Big Island January Rainfall Summary
January rainfall records were broken in various East Hawai‘i communities during a 72-hour period last month.
The Big Island experienced above average rainfall for most of the month of January, according to the National Weather Service. From Jan. 11-13, East Hawai‘i was drenched in rain, resulting in high runoff, road closures and and swift rivers and streams.
The USGS’ Saddle Road Quarry rain gage had the highest monthly total of 56.41 inches and the highest daily total 19.40 inches on Jan. 11. This overall total was part of the 32.59 inches of rain recorded during the 72-hour period ending at noon, January 13.
On Jan. 11, an atmospheric disturbance arrived over the island chain from the west. According to NWS, the new system had more jet stream support and greatly enhanced rainfall production over the east half of the Big Island.
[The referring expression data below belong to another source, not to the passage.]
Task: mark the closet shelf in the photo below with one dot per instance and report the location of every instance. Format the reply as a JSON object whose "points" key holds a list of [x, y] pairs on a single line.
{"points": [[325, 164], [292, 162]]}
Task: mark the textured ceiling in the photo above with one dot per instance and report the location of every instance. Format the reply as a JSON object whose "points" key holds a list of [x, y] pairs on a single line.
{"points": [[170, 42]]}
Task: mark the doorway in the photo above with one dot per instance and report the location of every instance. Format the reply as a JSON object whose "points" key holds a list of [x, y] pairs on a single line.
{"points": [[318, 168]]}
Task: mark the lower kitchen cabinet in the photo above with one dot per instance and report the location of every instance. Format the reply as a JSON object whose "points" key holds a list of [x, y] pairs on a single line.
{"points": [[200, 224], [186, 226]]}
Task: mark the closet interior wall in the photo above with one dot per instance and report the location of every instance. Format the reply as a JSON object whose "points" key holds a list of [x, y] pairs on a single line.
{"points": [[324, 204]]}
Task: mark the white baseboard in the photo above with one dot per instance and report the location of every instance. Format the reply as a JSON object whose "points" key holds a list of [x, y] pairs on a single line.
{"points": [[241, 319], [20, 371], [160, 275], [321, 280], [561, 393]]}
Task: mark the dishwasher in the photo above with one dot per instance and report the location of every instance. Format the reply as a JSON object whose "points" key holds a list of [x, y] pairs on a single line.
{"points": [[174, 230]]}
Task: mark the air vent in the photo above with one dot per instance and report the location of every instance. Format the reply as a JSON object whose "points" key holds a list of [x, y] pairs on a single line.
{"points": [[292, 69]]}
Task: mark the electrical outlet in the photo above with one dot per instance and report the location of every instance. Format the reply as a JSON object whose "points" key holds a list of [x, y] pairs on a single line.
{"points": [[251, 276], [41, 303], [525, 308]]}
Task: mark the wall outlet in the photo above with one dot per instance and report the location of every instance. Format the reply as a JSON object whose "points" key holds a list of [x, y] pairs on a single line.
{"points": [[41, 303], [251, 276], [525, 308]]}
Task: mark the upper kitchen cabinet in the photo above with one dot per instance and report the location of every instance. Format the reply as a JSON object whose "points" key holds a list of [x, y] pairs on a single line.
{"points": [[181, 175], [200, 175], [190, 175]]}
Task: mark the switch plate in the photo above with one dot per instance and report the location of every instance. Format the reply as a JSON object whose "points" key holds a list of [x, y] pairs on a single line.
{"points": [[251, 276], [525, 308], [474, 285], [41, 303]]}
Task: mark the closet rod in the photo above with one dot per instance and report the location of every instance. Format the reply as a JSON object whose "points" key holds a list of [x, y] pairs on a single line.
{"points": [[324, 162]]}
“Instead of bands of rainfall, the rainfall became anchored over the already saturated terrain with fewer breaks for runoff to drain away,” the NWS report states. “There were numerous road closures, especially in the South Hilo, Puna, and Ka‘ū Districts. At one point, access between the east and west sides of the Big Island was cut, with highways closed near Honoka‘a in the north, Kawa Flats in the south, and Saddle Road through the center.”
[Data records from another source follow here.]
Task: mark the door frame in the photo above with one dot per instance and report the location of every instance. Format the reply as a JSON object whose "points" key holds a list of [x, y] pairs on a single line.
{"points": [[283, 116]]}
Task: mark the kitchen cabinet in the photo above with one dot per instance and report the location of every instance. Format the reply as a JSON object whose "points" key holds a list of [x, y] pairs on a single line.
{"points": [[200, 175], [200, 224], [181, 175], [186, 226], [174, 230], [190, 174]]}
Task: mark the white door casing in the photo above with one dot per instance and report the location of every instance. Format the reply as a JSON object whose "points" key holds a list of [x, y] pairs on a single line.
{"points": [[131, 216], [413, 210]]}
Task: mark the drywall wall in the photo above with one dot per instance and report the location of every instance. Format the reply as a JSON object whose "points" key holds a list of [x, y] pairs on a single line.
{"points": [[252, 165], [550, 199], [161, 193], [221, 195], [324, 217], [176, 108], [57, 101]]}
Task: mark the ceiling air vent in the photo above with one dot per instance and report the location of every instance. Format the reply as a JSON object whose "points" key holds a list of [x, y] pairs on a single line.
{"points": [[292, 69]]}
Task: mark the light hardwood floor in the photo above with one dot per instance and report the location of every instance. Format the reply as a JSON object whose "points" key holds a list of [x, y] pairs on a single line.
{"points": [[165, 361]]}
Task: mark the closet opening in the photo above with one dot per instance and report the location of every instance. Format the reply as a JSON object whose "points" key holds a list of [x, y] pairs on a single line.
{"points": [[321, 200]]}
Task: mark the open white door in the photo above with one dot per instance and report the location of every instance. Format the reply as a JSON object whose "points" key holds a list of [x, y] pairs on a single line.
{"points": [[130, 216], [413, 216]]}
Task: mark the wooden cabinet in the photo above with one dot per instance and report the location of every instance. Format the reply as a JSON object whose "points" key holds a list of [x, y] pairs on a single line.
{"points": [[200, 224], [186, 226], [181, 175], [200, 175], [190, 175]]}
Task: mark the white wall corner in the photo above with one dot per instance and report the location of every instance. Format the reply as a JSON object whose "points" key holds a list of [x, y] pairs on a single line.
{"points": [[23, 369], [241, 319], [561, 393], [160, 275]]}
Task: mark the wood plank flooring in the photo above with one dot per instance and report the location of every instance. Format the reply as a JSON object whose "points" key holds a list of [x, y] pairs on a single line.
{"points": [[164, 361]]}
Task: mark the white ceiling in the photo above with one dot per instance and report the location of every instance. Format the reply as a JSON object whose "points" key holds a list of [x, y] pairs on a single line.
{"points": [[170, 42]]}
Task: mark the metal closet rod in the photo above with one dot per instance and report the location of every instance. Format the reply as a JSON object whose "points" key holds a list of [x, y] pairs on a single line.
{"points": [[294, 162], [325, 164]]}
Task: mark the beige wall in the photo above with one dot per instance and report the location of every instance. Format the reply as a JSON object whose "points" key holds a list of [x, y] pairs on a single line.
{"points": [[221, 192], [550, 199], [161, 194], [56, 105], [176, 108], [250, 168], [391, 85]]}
One rescue occurred when a vehicle became swamped in a flooded road in the Eden Roc area. Rainfall tapered off as the upper atmospheric disturbance lifted northward and conditions stabilized on Jan. 12.
“Records for the highest January rainfall were broken at Glenwood, Kahua Ranch, Laupahoehoe, Mountain View, Pi‘ihonua and Waiakea Uka,” the NWS report indicates. “What makes these record totals impressive is that they were set mainly with just half a month of rainfall since the latter half of the month was so dry.”
Hilo Airport and Pahala had their highest January totals since 2002. The Hakalau total of 46.09 inches was its second highest total of any month from a data record going back to 2004. The highest monthly total for all months at this site is 47.83 inches in August 2018, in large part due to rainfall from Hurricane Lane.
For the Ka‘ū District, this was one of the biggest rain events to affect the area since the record-breaking rainfall event on Nov. 1-2, 2000, the NWS report states.
“Event rainfall totals were 10 to 15 inches from Pahala to Kapapala, which exceeded the totals that occurred from the impact of Tropical Storm Iselle in 2014.”
Rainfall totals for the 72 hours ending at noon, Jan. 13 included several readings of 10 to 20 inches over the South Hilo and Puna Districts of the Big Island, with a peak of over 32 inches at the U.S. Geological Survey’s (USGS) Saddle Road Quarry rain gage.
While the totals were not as high as during Hurricane Lane in August 2018, the runoff it produced was still very impressive, NWS states. The preliminary peak flow value at the USGS’ Wailuku River gage in Hilo was 52,500 cubic feet per second (cfs) at a stage value of 21.61 feet.
“This was the second highest flow value in the last 30 years,” the report states.
Peak flow from Hurricane Lane’s rainfall was 82,300 cfs (24.40 ft stage). At the USGS’ Honoli‘i Stream gage just north of Hilo, peak flow on the night of Jan. 11 had a preliminary value of 14,200 cfs (17.32 ft stage), the fourth highest in the last 30 years. By comparison, peak flow at this site from Hurricane Lane was 19,900 cfs (19.9 ft stage).
Following the wet first half of the month, the large scale weather pattern across the North Pacific changed significantly and resulted in much more stable conditions across the main Hawaiian Islands. During the last 10 days of the month, a surface high pressure ridge became established over or just north of the state, resulting in generally light winds and little rainfall overall.